Он допоздна засиживался в редакции, читал, помогал дежурному, следил за телетайпом, переписывал статьи, отмеченные «свежими головами» и критиками на летучках, пытаясь понять секрет привлекательного письма, зачитывался Михаилом Кольцовым – Кольцов был близок к корреспондентскому идеалу, дотошный, въедливый, ироничный, блестяще владеющий шпагой и стремительными пассами аренного драчуна, писал что-то свое, потом расстилал на кожаном диване простынь, вместо подушки приспосабливая дряблый продавленный валик, и ложился спать.

Сразу заснуть ему не удавалось: все-таки редакция – не жилой дом с привычными запахами и успокаивающими звуками, редакция – это производственное помещение, пахнущее грязью, краской, бумагой, с высокими неуютными потолками, рождающими ощущение казармы – в «Комсомолке» были действительно казарменные коридоры, длинные и гулкие, – Пургин ворочался, поглядывал в окно, ловил звуки, приносящиеся в здание: стук недалеких типографских станков, клаксоны машин, увозящих матрицы на вокзалы, к поездам, рев моторов недалекой грузовой колонны, перемещающей воинское имущество: часто в такие гулкие звучные ночи ему делалось одиноко, и он закусывал губы, боролся с самим собой, морозным воздухом, обжигающим лицо, со слезами, забивающими глотку – дыхание слез обрывалось, делалось частым, надсеченным, словно у больного.

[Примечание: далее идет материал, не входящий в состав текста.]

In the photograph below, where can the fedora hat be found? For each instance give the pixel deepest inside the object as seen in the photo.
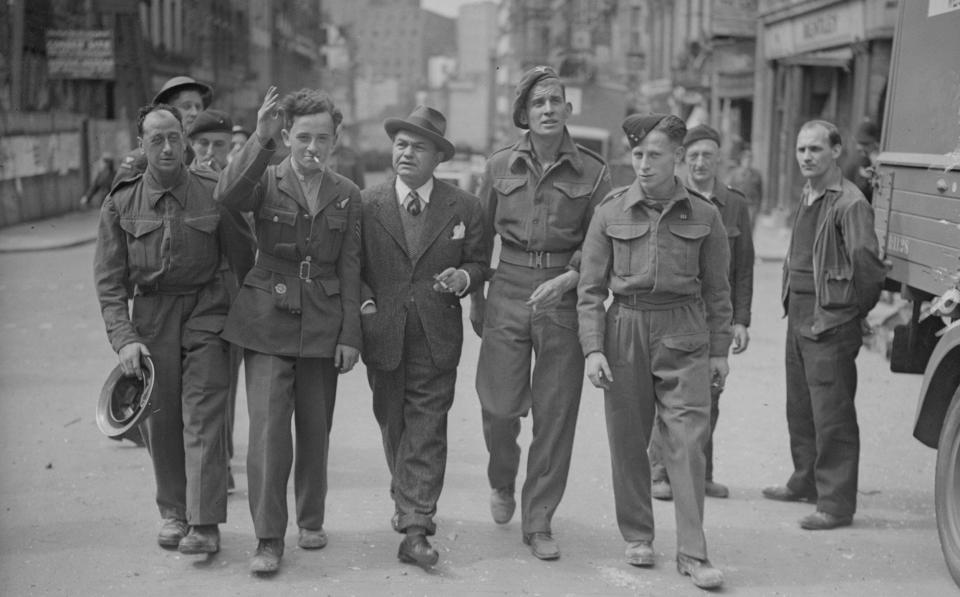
(125, 401)
(427, 122)
(177, 84)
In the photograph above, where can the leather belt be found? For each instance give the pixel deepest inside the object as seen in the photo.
(534, 259)
(642, 302)
(305, 270)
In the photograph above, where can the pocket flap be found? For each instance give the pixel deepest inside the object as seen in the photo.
(331, 286)
(281, 216)
(206, 223)
(690, 231)
(505, 186)
(628, 231)
(137, 227)
(573, 190)
(686, 342)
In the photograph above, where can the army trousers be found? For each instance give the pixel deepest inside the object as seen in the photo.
(280, 388)
(185, 432)
(514, 338)
(411, 404)
(659, 359)
(821, 416)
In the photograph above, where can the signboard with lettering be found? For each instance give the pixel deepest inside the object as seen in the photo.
(80, 54)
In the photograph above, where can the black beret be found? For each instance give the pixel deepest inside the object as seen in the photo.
(527, 81)
(211, 121)
(637, 126)
(699, 133)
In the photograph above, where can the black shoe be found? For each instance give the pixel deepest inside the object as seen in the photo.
(824, 521)
(782, 493)
(202, 538)
(415, 549)
(701, 572)
(542, 545)
(267, 558)
(172, 531)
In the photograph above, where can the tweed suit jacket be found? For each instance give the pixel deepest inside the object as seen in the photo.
(399, 279)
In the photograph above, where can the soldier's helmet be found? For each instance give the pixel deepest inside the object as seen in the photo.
(125, 401)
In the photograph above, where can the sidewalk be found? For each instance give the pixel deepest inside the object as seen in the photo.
(69, 230)
(770, 238)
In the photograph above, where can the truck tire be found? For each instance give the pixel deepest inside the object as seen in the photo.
(947, 492)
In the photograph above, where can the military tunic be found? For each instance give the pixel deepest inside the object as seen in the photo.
(666, 264)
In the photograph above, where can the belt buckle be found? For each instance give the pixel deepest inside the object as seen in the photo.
(304, 273)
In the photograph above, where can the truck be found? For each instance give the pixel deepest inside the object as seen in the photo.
(917, 214)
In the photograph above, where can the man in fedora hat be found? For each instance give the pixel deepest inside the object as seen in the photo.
(539, 195)
(664, 253)
(297, 314)
(423, 251)
(189, 97)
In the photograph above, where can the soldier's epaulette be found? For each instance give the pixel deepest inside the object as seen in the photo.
(613, 194)
(697, 194)
(591, 153)
(737, 191)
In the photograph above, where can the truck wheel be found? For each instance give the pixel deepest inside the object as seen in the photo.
(947, 492)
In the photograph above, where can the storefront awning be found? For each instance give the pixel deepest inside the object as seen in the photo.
(839, 58)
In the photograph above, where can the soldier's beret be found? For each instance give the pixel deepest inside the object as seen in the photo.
(637, 126)
(527, 81)
(699, 133)
(211, 121)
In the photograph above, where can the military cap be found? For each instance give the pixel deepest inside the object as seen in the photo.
(638, 126)
(426, 122)
(699, 133)
(867, 133)
(211, 121)
(527, 81)
(178, 84)
(125, 401)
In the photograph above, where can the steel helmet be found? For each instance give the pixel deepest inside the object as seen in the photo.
(125, 400)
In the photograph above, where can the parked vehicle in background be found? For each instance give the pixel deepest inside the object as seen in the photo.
(917, 208)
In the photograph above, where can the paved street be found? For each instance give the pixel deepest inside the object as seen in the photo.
(78, 516)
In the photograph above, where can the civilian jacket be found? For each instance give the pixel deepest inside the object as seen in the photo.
(398, 282)
(301, 298)
(847, 271)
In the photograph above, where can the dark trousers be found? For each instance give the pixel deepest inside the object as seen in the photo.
(279, 388)
(512, 335)
(410, 404)
(185, 430)
(658, 470)
(821, 416)
(660, 363)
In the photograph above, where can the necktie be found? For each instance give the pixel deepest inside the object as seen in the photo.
(413, 204)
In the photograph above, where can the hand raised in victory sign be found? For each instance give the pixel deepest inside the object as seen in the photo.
(269, 120)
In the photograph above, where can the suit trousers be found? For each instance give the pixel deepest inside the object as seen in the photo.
(278, 388)
(821, 416)
(513, 333)
(658, 470)
(660, 363)
(185, 431)
(411, 404)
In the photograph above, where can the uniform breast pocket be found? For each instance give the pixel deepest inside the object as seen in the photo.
(144, 239)
(200, 235)
(686, 252)
(631, 248)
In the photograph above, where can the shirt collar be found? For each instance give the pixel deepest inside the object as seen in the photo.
(834, 180)
(523, 151)
(155, 191)
(424, 190)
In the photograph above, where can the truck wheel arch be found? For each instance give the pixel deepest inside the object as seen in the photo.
(941, 380)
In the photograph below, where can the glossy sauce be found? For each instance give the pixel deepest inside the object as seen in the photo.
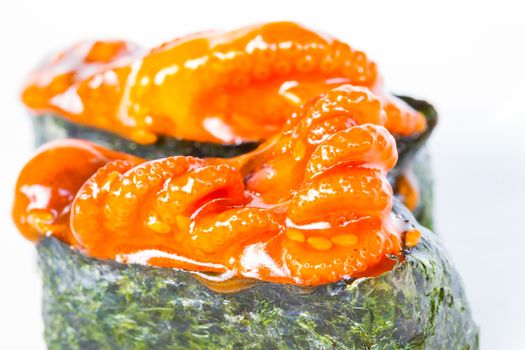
(228, 87)
(311, 205)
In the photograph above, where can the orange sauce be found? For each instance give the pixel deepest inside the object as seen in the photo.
(229, 88)
(311, 205)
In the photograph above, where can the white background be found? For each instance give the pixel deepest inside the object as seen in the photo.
(467, 57)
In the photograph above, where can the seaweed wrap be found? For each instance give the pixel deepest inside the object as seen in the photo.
(298, 244)
(212, 94)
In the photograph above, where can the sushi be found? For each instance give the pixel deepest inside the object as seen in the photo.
(298, 244)
(216, 94)
(210, 94)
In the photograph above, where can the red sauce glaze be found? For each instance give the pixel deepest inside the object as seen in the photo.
(311, 205)
(228, 87)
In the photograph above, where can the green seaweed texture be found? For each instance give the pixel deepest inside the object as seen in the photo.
(96, 304)
(49, 127)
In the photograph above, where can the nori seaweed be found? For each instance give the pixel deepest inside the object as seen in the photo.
(95, 304)
(50, 127)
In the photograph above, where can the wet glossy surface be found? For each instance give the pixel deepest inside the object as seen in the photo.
(228, 87)
(311, 205)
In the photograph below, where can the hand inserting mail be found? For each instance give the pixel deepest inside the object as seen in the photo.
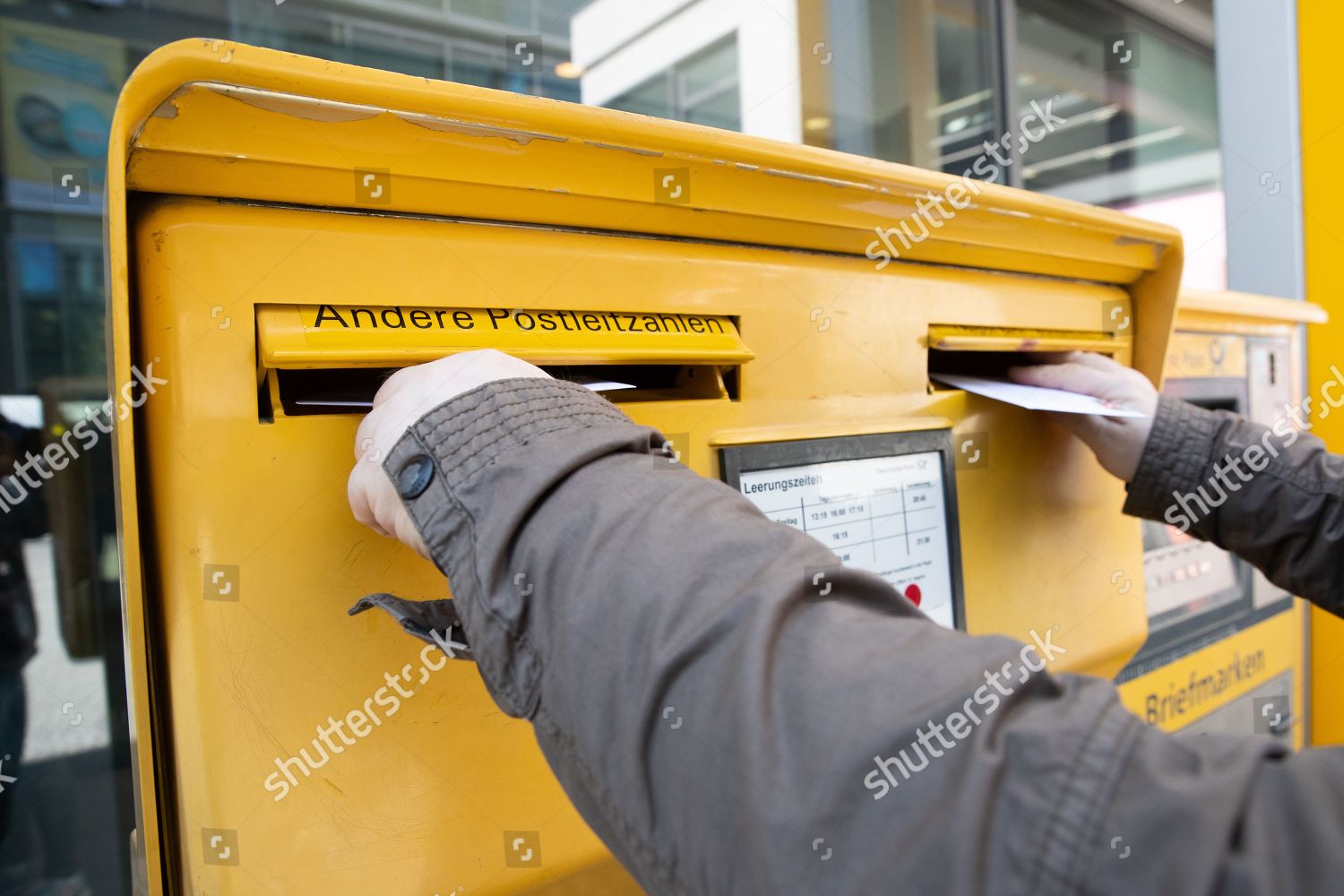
(1117, 441)
(406, 397)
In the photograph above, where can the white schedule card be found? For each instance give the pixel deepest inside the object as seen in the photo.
(884, 514)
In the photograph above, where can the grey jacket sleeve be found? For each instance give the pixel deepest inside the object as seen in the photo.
(1274, 495)
(725, 731)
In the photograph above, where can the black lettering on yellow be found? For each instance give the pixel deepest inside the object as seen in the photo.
(323, 311)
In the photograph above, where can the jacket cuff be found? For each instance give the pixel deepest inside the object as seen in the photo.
(1176, 457)
(435, 462)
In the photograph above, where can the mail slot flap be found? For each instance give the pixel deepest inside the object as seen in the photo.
(343, 336)
(945, 338)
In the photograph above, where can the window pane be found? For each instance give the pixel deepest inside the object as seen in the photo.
(905, 81)
(1140, 105)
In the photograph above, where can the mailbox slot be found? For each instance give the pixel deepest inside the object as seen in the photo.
(989, 351)
(306, 392)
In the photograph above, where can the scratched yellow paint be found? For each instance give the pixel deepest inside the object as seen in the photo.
(244, 182)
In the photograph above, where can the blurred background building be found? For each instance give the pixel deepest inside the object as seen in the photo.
(1131, 86)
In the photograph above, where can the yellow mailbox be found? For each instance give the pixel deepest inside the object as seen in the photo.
(285, 230)
(1226, 649)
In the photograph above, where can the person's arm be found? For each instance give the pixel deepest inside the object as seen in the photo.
(726, 729)
(1271, 495)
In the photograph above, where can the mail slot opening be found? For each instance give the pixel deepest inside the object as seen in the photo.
(306, 392)
(981, 351)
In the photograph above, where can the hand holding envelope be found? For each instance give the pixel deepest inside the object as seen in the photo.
(1109, 406)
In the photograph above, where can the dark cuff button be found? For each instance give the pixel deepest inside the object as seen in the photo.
(414, 476)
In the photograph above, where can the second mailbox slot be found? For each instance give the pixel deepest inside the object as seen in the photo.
(989, 351)
(331, 359)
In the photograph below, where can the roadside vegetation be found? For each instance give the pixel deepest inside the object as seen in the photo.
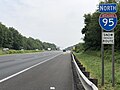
(92, 62)
(18, 51)
(12, 39)
(89, 52)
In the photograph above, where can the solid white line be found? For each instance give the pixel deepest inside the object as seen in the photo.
(11, 76)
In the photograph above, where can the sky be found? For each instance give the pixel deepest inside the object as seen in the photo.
(55, 21)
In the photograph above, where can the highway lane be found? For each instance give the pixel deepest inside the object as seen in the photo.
(55, 74)
(11, 64)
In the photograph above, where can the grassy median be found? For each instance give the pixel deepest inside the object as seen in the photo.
(92, 61)
(18, 51)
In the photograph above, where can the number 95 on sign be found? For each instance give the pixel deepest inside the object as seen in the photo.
(108, 21)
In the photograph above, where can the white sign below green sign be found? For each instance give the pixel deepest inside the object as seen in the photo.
(108, 38)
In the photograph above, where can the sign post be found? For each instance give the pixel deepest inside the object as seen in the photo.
(108, 21)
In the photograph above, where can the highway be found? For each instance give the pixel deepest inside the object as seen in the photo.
(41, 71)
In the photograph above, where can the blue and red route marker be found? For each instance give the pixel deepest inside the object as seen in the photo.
(108, 21)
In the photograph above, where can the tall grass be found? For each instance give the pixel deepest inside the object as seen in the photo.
(92, 61)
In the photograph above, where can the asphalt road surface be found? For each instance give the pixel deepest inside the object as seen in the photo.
(41, 71)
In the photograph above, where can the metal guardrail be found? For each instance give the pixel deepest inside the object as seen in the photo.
(87, 84)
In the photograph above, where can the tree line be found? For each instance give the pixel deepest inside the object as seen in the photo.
(92, 31)
(12, 39)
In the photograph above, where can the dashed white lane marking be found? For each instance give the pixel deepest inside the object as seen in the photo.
(52, 88)
(11, 76)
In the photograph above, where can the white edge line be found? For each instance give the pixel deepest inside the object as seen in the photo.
(11, 76)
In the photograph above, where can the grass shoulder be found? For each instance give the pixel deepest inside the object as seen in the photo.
(92, 61)
(18, 51)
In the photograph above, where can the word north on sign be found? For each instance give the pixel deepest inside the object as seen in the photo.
(108, 21)
(108, 8)
(108, 38)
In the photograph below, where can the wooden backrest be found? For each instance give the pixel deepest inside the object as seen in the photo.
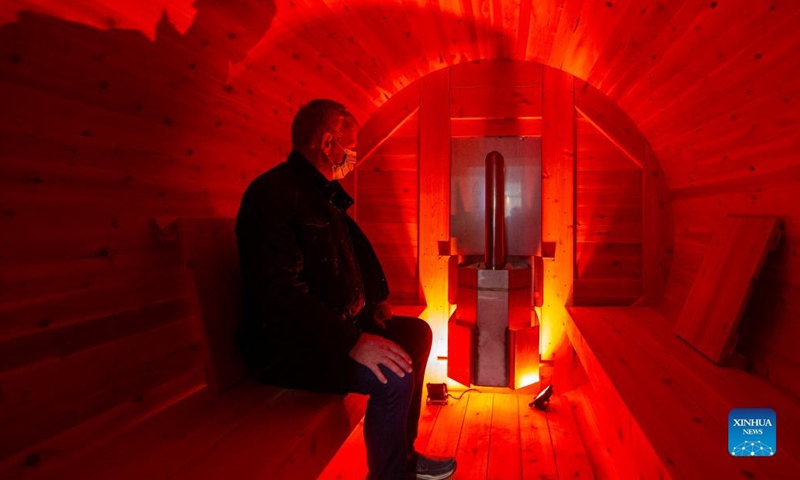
(208, 251)
(710, 317)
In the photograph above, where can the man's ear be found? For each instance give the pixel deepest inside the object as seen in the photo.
(326, 142)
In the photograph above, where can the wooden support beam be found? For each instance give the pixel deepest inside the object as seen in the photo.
(558, 205)
(434, 200)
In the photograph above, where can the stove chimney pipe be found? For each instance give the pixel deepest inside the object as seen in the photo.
(494, 244)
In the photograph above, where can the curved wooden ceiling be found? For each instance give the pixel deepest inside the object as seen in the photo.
(712, 84)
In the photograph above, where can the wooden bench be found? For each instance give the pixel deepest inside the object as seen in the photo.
(237, 427)
(662, 406)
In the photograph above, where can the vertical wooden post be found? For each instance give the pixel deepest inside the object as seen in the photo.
(657, 229)
(558, 205)
(434, 201)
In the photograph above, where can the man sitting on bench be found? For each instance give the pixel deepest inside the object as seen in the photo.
(315, 310)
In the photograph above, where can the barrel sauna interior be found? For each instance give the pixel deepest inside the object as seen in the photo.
(658, 120)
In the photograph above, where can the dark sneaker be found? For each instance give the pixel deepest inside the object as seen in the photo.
(428, 468)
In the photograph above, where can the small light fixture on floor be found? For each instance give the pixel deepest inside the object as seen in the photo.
(543, 399)
(437, 394)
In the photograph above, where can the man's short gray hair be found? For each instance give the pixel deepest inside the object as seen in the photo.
(317, 116)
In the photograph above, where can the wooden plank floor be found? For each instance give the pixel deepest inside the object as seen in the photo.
(498, 436)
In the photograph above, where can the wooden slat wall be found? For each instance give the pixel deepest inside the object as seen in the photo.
(101, 131)
(608, 258)
(156, 125)
(387, 191)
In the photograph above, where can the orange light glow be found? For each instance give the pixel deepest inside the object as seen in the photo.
(526, 379)
(107, 14)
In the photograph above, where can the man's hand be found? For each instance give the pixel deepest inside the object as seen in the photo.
(383, 312)
(374, 350)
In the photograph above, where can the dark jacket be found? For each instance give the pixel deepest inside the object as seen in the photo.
(308, 270)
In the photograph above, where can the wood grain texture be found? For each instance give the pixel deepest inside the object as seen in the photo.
(710, 317)
(632, 352)
(558, 205)
(434, 200)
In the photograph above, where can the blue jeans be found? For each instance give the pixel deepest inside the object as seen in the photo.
(393, 409)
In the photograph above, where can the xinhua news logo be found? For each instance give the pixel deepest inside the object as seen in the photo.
(751, 432)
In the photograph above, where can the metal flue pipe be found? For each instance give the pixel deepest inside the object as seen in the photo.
(494, 244)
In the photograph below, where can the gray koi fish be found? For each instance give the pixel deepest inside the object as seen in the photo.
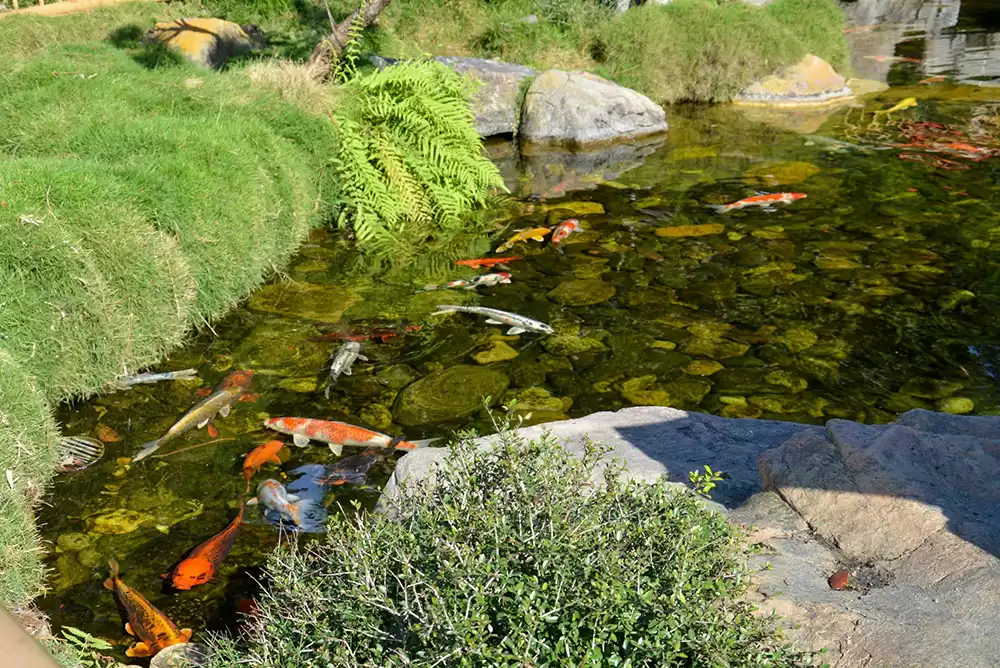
(518, 323)
(342, 363)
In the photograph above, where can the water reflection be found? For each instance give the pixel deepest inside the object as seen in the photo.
(957, 39)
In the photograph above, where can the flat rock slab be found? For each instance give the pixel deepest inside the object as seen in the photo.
(579, 108)
(652, 441)
(911, 508)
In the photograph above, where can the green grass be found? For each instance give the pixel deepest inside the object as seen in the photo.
(134, 205)
(690, 50)
(514, 559)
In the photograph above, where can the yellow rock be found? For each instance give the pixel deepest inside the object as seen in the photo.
(207, 42)
(690, 230)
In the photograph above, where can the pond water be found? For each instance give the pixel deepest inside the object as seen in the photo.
(878, 293)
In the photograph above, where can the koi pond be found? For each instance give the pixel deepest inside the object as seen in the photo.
(877, 293)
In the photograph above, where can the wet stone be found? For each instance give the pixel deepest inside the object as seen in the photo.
(585, 292)
(397, 376)
(448, 395)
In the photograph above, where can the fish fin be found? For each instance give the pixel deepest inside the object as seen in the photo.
(146, 450)
(139, 650)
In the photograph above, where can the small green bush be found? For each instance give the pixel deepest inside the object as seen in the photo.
(514, 558)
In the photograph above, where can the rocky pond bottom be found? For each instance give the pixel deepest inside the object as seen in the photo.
(876, 294)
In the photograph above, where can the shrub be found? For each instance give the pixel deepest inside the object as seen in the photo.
(514, 559)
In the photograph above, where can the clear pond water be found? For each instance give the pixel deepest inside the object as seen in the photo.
(878, 293)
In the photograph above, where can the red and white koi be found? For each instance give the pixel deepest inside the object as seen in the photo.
(486, 280)
(763, 201)
(335, 434)
(564, 229)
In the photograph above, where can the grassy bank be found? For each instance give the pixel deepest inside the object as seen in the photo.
(514, 559)
(134, 205)
(697, 50)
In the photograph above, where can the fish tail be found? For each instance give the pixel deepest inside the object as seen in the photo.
(308, 515)
(147, 449)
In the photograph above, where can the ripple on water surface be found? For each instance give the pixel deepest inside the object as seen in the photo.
(876, 294)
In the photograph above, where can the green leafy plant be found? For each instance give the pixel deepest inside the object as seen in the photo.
(704, 483)
(88, 647)
(410, 161)
(516, 555)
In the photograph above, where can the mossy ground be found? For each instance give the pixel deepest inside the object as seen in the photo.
(134, 204)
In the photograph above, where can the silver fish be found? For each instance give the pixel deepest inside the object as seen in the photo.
(518, 323)
(307, 514)
(141, 378)
(342, 363)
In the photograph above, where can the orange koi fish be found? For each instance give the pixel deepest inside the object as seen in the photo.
(764, 201)
(534, 234)
(266, 453)
(202, 562)
(564, 229)
(147, 623)
(486, 261)
(335, 434)
(220, 403)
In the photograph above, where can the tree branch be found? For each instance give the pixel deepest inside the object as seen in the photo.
(327, 52)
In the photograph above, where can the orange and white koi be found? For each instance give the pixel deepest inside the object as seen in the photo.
(486, 261)
(306, 514)
(764, 201)
(335, 434)
(266, 453)
(145, 621)
(486, 280)
(533, 234)
(219, 403)
(564, 229)
(202, 562)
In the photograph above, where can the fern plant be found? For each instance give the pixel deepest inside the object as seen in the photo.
(409, 159)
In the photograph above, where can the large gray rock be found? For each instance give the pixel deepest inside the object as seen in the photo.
(911, 509)
(579, 108)
(496, 102)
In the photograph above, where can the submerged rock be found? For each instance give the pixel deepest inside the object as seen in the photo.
(705, 230)
(579, 108)
(498, 351)
(324, 303)
(448, 395)
(582, 292)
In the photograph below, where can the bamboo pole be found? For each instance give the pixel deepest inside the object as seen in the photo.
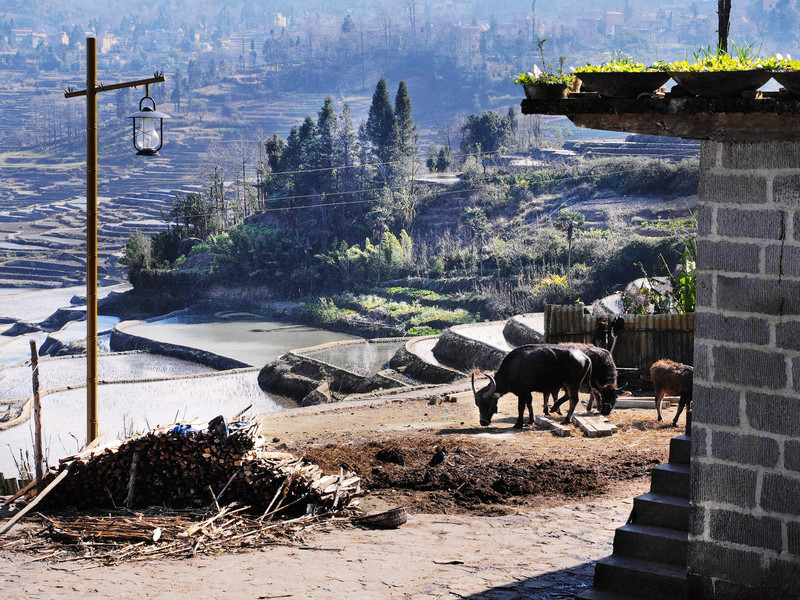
(37, 417)
(91, 239)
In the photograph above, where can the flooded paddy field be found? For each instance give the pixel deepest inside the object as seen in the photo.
(252, 340)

Несколько раз он брался за телефон, чтобы позвонить матери, которою намеривался забыть, но ее кровь, текшая в его теле, оказалась сильнее всего остального, он не смог забыть свою мать и готов был плакать лишь от того, что оставил ее, – но всякий раз опускал телефонную трубку на рычаг. Звонить матери было нельзя.

И Коряге не звонил. Пока, во всяком случае. Надо было выждать какое-то время, хотя куда-куда, а на квартиру около Политехнического ему надо было позвонить – слишком уж хорошее гнездо для отсидки! А оно могло понадобиться.

Часа в три ночи, когда стихали почти все звуки и успокаивалась огромная, не прощающая человеку его слабостей Москва, он засыпал. Спал недолго, примерно до половины восьмого, а потом вскакивал, будто сдернутый с дивана за воротник, в туалете умывался, чистил зубы и в восемь часов уже ставил на примус чайник.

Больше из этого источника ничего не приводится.